Hop Count :-- It is the no. of Hops (Routers) a packet has to travel for a destination n/w.

Bandwidth :-- Bandwidth is the speed of link. The path with higher bandwidth is preferred to send the data.
Load :-- Load is the amount of traffic present in the interface. Paths with lower load and high.
Reliability :-- Reliability is up time of interface over a period of time.
Delay :-- Delay is the time period b/w a packet is sent and received by the destination.
MTU : -- It is the maximum size of packet that can be sent in a frame mostly MTU is set to 1500.

Problems of Distance Vector
There are two main problems of distance vector routing

(1) Bandwidth Consumption

(2) Routing Loops

Bandwidth Consumption
The problem of accessive bandwidth consumption is solved out with the help of autonomous system. It exchanges b/w different routers. We can also perform route summarization to reduce the traffic.

Routing Loops
It may occur b/w adjacent routers due to wrong routing information. Distance Vector routing is also called routing by Rumor. Due to this the packet may enter in the loop condition until their TTL is expired.

Method to solve routing loops
There are five different methods to solve or reduce the problem of routing loop.

(1) Maximum Hop Count

(2) Flash Updates/Triggered Updates

(3) Split Horizon

(4) Poison Reverse

(5) Hold Down

Maximum Hop Count :-- This method limits the maximum no. of hops a packet can travel.
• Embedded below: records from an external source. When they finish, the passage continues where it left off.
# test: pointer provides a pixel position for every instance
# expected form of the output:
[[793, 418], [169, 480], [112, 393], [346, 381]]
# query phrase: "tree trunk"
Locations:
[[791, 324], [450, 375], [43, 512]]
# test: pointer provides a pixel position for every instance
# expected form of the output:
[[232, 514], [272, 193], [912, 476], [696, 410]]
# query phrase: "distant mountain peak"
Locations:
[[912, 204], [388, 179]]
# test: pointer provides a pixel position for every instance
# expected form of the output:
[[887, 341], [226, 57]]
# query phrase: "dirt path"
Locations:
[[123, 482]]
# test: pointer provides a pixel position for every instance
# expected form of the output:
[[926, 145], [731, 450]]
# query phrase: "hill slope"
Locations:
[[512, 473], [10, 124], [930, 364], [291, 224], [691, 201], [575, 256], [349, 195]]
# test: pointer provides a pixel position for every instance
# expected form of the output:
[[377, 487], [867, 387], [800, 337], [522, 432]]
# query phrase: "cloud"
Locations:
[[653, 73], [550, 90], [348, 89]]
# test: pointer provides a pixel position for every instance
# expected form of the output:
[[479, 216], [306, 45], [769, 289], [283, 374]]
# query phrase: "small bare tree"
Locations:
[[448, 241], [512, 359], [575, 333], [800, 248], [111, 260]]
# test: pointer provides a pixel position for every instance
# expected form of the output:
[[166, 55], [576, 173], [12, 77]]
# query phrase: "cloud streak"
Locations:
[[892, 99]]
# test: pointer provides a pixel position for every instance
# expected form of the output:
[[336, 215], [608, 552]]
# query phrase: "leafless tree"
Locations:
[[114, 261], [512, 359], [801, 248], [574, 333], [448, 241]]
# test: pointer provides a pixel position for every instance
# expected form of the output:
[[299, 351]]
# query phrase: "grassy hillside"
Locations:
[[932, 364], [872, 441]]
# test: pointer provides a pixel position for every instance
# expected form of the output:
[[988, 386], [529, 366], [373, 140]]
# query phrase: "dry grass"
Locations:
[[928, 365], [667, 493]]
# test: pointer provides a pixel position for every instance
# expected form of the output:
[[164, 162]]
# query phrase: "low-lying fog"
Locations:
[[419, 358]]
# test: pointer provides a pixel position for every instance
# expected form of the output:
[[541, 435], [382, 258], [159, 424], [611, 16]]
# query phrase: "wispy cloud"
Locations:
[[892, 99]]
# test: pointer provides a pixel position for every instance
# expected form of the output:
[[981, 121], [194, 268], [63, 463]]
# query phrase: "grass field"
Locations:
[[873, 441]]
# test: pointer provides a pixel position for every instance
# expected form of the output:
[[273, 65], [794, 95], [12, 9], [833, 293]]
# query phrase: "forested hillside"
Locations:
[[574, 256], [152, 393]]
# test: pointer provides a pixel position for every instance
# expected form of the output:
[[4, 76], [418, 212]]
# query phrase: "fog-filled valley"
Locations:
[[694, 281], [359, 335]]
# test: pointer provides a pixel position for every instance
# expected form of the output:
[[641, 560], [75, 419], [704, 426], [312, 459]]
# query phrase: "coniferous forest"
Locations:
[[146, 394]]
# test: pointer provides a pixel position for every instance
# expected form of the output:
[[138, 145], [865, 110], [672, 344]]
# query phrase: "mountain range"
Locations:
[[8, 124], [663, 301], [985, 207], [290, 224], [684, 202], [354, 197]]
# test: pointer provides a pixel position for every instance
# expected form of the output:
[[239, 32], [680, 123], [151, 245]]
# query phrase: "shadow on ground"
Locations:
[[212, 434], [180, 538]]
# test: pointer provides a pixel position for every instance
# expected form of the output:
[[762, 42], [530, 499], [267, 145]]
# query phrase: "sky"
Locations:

This method does not solve loop problem. But it reduce the loop size in the n/w. Due to this method the end to end size of a n/w is also limited.

Flash Updates/Triggered Updates :-- In this method a partial update is send to the all neighbors as soon as there is topology change. The router, which receives flash updates, will also send the flash updates to the neighbor routers.

Split Horizon :-- Split Horizon states a route that update receive from an interface can not be send back to same interface.

Poison Reverse :-- This method is the combination of split Horizon and Flash updates. It implements the rule that information received from the interface can not be sent back to the interface and in case of topology change flash updates will be send to the neighbor.

Hold Down :-- If a route changes frequently then the route is declared in Hold Down state and no updates are received until the Hold Down timer expires.